Friday, November 11, 2011

Browning Butter

 
     Dear people, I wrote this post a long time ago....and then....I never posted it. But, it still holds true! More posts soon!

 
      Have you ever browned butter? Placed a tablespoon or two of butter in a pan and cooked it lightly until it turns a light brown color and then cooked things in said butter or put it in your baked goods? If you have, you are a very smart person. I wish I had been like you earlier. If you haven't, you should - sometime soon. Because it is very very very worth it.



     I don't actually think I've ever smelled anything as delicious as the fragrance that floated up when I dumped a box-worth of sliced brown mushrooms into two tablespoons of browned butter. Just thinking about it is making my mouth water. Like actually.


     And delicious smells are important. Linguine covered in a fall-inspired pumpkin brown butter sauce and mushrooms is important. Full stomachs are important. Because people, it is cold outside. It snowed...what is with that? Why did it snow????? But moving past that, life can get tiring. One can get so worn down by school that one (i.e. me..ahem ahem) can stop caring about anything but the stress of work work work essay essay essay exam exam exam. And that is not good.


     So, one needs to stop and smell the roses...or butter...you know what I mean. Its worth it to take a little bit of your day to chop up those mushrooms and make some delicious (note: hearty, slightly pumpkin-y, a little rich, with that depth of brown butterness) sauce and just let everything go.
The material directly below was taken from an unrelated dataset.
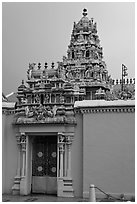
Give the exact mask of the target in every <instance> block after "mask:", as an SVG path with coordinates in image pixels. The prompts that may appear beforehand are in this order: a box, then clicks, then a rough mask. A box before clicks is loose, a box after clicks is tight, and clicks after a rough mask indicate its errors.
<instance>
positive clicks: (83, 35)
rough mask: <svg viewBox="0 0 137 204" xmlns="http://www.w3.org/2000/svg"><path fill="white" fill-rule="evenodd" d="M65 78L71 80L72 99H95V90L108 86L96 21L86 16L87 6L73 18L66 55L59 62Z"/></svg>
mask: <svg viewBox="0 0 137 204" xmlns="http://www.w3.org/2000/svg"><path fill="white" fill-rule="evenodd" d="M59 69H60V70H64V71H65V79H66V80H67V81H69V82H70V83H71V84H73V87H74V91H75V94H76V95H77V97H75V100H83V99H96V91H97V90H98V89H101V90H102V93H103V92H104V94H105V92H106V90H110V86H111V83H112V80H111V78H110V76H109V75H108V71H107V68H106V64H105V62H104V61H103V49H102V47H101V46H100V40H99V37H98V34H97V24H96V23H94V21H93V18H91V20H89V18H88V17H87V9H84V10H83V17H82V18H81V19H80V21H79V22H78V23H75V22H74V25H73V30H72V34H71V40H70V44H69V46H68V50H67V57H63V62H60V63H59Z"/></svg>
Or make anything you want! Just stand by the stove or over a mixing bowl and stir stir....and relax a little. Then maybe go out...or see some friends! And forget work for a bit. Because after tonight I get a real life BREAK from work for a few days....and I want you to get one too.

Browned Butter Mushroom Pumpkin Sauce

2 tbsp Unsalted Butter
1 box Brown Mushrooms, Sliced
1/2 tsp Salt
1 tsp Black Pepper
1/8 tsp Nutmeg (maybe a little heavy 1/8th of a teaspoon, but to your own taste - I like nutmeg)
1/4 tsp Ginger
3/4 cup Canned Pumpkin
1/3 cup Chicken Broth (or vegetable broth, so this can be veggie-friendly)
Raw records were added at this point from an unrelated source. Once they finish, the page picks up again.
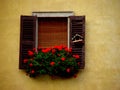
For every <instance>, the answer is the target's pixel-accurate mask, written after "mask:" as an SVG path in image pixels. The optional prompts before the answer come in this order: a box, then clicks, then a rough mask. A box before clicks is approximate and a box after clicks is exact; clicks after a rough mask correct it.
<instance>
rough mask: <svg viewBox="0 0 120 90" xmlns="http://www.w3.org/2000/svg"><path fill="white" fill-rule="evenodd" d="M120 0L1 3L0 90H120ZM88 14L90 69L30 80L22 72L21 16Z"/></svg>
mask: <svg viewBox="0 0 120 90" xmlns="http://www.w3.org/2000/svg"><path fill="white" fill-rule="evenodd" d="M119 10H120V0H0V90H120V20H119V19H120V11H119ZM33 11H74V12H75V14H76V15H86V67H85V69H84V70H83V71H81V72H80V73H79V74H78V77H77V78H71V79H55V80H52V79H51V78H50V77H49V76H41V77H39V78H37V79H32V78H29V77H28V76H26V75H25V72H23V71H21V70H19V69H18V61H19V35H20V15H31V13H32V12H33Z"/></svg>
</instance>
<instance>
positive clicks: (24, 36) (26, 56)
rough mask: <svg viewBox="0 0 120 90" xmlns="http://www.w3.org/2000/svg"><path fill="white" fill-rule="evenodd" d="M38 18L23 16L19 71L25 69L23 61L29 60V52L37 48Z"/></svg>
mask: <svg viewBox="0 0 120 90" xmlns="http://www.w3.org/2000/svg"><path fill="white" fill-rule="evenodd" d="M35 31H36V17H35V16H21V24H20V54H19V69H24V68H25V67H24V64H23V59H25V58H27V57H28V56H27V51H28V50H30V49H33V47H35Z"/></svg>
In a large frying pan at medium-low heat, cook the butter. Stir it so it melts, then allow it to cook for 2 minutes until it is a light brown color. Once that is done, dump in all the sliced mushrooms. Make sure they get coated in the butter, and cook them for two minutes. Add the salt, pepper, nutmeg, and ginger, stirring into the mushrooms. Then, add the canned pumpkin, stirring it in, and lastly the chicken broth. Once everything is mixed together, allow it to simmer for 3-4 minutes, so that it thickens. Once the sauce is nice and thick, serve with your pasta of choice. I used linguine that I cooked as the sauce was cooking.